I was discussing wealth taxation with some of my students yesterday: it is an issue on which they want to work. By chance I was working on finishing a chapter on the subject for a forthcoming World Bank book linked to an event I spoke at last year. What I did instead draw to their attention was something the Guardian noted this week, which was:
The gap between rich and poor in the UK is growing, as savings and home ownership decline among the poorest families but rise among the richest, a report by insurer Aviva shows.
In a sign of growing financial strain, low-income families had just £95 of savings and investments, excluding pensions, this winter, compared with £136 in the same period last year. That figure jumps to £62,885 among high-income families, up from £50,208 a year earlier.
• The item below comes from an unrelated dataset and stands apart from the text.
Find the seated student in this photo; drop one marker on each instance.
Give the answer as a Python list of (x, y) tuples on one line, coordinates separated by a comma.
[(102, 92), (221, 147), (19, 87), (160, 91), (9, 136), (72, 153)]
They were staggered: the insecurity in this was all too obvious to them. So too was the fact that the top 10% of families had so little relative wealth (houses are excluded). My point in drawing attention to the article was to make clear how massively wealth is concentrated in the UK with most being excluded. I argue that this does make it an appropriate tax base. But what I also suggested to them was that they need to think about the idea in my book 'Dirty Secrets: How tax havens destroy the economy' where I suggest that this wealth concentration undermines the market economy. Models of market capitalism do, after all, require equal access to capital for all. If most have not got that capitalism is an option for the few, and not for most. What that means is that markets cannot work as economic models of them suggest. It also has real human cost: people with talent simply cannot realise their potential and that has cost to us all. This, I argued with my students, means that wealth taxation is not just about revenue raising, although there is no doubt it can do that and in the process create the tax equity that Adam Smith aspired to, but it's also about correcting market failure, which is another of the key reasons for taxation I outlined in The Joy of Tax.
It will be interesting to see what they come up with.